On the hardware side, the G Watch comes with a 280 x 280 pixel resolution LCD display that’s bright and clear, although it’s basically unreadable in bright sunlight. A replaceable 22mm synthetic band straps that LCD watch face to your wrist. The band, inlaid with shallow diamond-shaped indentations on the inside, feels very thick. It never just blends seamlessly into your daily experience—you’re well aware there’s a watch there. The hefty watch face doesn’t help matters either. Its rectangular face measures approximately 38mm x 47mm x 10mm, and the bottom is completely flat, save for slightly rounded edges.

One thing LG’s G Watch does do well is voice control. You don’t even have to hold the watch up to your face, a simple utterance of “OK Google” instantly brings up the voice command interface, letting you record a note, set an alarm, make a simple query, search directions on Google Maps, and more. When you get a text or Hangout, you can dictate and send a reply straight from the watch. It does a stellar job of interpreting what you say so long as you’re in a reasonably quiet location. In a noisy bar though, it took multiple tries to get “OK Google” to register.

The G Watch, like all Android Wear watches, is water and sweat resistant. But unlike a dedicated fitness wearable, it isn’t truly waterproof. It charges in a small cradle that the watch face magnetically snaps into. You can easily use 80 to 100 percent of its battery in a day, so you’ll want to keep this charging cradle at your office desk or by your bedside.

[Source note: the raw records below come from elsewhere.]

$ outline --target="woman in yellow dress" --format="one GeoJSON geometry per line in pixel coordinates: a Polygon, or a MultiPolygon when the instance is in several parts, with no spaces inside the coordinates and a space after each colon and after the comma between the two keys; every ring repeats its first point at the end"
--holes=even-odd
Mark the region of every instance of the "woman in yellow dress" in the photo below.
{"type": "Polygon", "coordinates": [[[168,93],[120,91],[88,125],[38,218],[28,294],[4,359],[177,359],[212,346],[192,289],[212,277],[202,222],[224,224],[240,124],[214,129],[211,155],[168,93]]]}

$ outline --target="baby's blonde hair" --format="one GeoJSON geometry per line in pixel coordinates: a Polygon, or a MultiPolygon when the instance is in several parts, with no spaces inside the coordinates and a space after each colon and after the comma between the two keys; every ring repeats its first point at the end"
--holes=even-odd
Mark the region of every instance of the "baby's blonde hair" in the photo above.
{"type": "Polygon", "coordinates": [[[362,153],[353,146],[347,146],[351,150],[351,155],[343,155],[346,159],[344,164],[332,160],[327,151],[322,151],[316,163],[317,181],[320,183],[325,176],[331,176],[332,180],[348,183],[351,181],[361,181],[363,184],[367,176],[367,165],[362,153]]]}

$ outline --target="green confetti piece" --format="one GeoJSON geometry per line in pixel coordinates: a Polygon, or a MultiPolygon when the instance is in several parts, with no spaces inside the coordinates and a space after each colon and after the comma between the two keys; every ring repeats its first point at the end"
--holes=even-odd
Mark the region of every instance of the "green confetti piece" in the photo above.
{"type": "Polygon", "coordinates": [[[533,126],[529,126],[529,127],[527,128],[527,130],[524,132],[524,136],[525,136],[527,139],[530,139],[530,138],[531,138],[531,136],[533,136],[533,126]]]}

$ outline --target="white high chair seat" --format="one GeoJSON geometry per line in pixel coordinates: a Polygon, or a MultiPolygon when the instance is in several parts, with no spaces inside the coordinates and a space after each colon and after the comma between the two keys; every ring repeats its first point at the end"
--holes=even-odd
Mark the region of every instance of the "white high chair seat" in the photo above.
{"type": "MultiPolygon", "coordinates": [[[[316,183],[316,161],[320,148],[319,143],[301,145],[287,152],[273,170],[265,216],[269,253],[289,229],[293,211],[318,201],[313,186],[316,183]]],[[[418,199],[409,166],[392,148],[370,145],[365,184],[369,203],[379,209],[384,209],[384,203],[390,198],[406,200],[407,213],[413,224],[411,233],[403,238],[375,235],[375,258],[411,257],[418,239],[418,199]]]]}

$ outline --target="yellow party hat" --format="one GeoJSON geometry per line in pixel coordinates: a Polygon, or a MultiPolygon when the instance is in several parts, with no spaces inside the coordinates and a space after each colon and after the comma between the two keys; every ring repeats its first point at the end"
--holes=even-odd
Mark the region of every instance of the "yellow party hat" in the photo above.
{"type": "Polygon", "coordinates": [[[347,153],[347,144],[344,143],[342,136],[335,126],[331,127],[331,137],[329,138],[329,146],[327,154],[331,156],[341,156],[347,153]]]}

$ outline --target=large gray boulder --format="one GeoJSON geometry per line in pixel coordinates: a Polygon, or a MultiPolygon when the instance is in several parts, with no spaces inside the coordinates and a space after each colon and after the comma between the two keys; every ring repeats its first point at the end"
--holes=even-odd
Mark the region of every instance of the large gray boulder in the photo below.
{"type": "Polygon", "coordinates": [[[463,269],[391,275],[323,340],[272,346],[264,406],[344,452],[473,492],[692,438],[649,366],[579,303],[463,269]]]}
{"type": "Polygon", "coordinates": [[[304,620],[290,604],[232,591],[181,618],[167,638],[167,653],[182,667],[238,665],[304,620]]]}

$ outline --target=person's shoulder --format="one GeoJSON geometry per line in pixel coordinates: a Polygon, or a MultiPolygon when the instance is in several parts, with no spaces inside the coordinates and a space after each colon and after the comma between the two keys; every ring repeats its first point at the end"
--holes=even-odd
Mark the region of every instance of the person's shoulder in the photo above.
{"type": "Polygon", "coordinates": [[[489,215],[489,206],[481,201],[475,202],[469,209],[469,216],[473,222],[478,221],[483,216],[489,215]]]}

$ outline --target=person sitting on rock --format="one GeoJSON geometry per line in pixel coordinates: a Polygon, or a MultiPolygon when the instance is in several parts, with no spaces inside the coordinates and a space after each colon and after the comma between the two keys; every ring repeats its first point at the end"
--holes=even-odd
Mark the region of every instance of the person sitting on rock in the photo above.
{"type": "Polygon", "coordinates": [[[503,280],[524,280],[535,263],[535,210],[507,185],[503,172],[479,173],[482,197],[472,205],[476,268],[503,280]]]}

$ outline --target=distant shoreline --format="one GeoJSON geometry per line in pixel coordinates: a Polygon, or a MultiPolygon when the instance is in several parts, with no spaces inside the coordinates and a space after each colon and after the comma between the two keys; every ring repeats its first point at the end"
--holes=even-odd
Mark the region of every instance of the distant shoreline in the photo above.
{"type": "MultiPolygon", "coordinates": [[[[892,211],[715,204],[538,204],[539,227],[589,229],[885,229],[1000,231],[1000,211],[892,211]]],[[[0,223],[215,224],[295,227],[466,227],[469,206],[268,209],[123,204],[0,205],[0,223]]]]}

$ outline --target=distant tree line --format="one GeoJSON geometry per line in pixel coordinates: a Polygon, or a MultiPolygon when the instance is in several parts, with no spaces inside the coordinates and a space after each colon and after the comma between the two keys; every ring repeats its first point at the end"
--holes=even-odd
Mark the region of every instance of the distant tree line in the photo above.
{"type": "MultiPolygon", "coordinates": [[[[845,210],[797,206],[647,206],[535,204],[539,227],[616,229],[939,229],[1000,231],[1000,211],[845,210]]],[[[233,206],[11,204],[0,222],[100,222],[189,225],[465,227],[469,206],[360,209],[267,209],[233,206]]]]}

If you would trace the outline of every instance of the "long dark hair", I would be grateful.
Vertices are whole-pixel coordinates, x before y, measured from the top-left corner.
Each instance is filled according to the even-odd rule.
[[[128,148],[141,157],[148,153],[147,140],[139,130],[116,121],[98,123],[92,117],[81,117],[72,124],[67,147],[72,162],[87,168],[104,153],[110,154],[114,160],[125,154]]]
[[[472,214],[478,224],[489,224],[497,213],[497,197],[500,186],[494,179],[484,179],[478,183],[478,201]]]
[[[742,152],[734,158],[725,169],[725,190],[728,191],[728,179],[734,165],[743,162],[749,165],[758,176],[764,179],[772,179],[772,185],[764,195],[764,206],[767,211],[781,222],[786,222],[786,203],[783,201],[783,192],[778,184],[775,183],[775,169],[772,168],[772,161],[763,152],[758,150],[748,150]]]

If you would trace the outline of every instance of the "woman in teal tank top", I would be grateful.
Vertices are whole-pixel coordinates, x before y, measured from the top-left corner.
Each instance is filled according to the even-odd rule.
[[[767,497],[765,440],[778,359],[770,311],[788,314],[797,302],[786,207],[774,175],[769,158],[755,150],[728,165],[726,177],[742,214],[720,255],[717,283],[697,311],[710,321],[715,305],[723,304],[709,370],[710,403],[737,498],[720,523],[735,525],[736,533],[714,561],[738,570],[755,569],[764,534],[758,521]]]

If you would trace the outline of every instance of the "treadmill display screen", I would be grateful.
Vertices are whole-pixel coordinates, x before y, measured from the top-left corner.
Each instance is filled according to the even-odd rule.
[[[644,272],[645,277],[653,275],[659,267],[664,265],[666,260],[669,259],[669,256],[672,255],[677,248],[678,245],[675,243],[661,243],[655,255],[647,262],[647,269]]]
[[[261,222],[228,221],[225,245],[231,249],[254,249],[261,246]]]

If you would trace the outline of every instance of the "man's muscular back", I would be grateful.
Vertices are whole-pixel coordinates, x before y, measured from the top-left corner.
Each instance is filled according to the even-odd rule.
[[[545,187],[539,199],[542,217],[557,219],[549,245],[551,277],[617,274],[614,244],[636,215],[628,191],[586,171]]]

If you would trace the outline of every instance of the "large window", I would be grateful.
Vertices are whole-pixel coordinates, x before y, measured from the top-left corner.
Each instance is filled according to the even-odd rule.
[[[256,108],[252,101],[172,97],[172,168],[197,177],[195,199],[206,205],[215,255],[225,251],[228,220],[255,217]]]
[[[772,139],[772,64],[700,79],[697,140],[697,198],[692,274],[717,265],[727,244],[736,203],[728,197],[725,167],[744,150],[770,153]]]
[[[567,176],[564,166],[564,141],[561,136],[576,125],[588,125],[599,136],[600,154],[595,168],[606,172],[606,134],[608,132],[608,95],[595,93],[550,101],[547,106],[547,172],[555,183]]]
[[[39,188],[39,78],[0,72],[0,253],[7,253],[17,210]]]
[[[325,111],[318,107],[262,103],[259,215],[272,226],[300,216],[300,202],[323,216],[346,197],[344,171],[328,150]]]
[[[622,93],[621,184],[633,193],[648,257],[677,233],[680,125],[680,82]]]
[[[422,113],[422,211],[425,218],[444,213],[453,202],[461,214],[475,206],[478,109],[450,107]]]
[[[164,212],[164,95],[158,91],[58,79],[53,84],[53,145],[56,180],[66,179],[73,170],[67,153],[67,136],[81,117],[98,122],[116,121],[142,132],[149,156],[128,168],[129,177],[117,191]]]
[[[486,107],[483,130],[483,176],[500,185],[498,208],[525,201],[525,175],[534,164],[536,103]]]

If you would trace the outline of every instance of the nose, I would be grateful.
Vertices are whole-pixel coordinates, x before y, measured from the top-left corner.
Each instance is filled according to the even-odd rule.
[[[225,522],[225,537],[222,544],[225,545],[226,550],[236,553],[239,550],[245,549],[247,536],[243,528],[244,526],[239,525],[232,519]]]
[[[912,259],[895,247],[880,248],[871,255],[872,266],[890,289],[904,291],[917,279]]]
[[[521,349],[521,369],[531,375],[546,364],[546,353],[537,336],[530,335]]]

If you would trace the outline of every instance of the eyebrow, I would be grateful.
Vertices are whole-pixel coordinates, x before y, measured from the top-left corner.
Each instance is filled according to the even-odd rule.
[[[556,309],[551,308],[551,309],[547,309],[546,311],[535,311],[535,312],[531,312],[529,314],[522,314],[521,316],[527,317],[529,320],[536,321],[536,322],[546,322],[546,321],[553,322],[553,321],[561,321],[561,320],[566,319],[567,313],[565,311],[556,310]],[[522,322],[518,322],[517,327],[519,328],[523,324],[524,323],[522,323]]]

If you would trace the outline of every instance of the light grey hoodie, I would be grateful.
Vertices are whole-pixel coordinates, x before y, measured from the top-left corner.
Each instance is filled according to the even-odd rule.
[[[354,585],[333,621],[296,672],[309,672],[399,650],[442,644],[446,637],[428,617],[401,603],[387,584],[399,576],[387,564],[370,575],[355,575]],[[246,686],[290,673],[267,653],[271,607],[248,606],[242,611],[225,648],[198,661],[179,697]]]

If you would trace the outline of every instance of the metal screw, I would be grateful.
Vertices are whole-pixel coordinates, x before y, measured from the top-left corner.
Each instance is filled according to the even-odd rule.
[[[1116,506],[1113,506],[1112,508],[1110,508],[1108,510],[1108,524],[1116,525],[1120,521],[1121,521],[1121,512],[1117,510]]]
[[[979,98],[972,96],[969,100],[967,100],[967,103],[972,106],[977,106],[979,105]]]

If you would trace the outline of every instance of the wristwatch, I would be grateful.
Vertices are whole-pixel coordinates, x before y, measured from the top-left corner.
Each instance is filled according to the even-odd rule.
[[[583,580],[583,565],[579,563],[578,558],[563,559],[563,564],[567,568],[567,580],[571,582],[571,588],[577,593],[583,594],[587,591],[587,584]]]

The goal of wearables, smartwatches in particular, is to free you from your smartphone dependence. “Look, now you don’t need to pull your phone out of your pocket to check what that notification was. A discreet glance at your wrist will let you know if it’s important or not!” False. When your wrist is vibrating constantly it’s both irritating and distracting for you and everyone else around you. And unlike a smartphone tucked away in a bag or pocket, you can’t ignore it.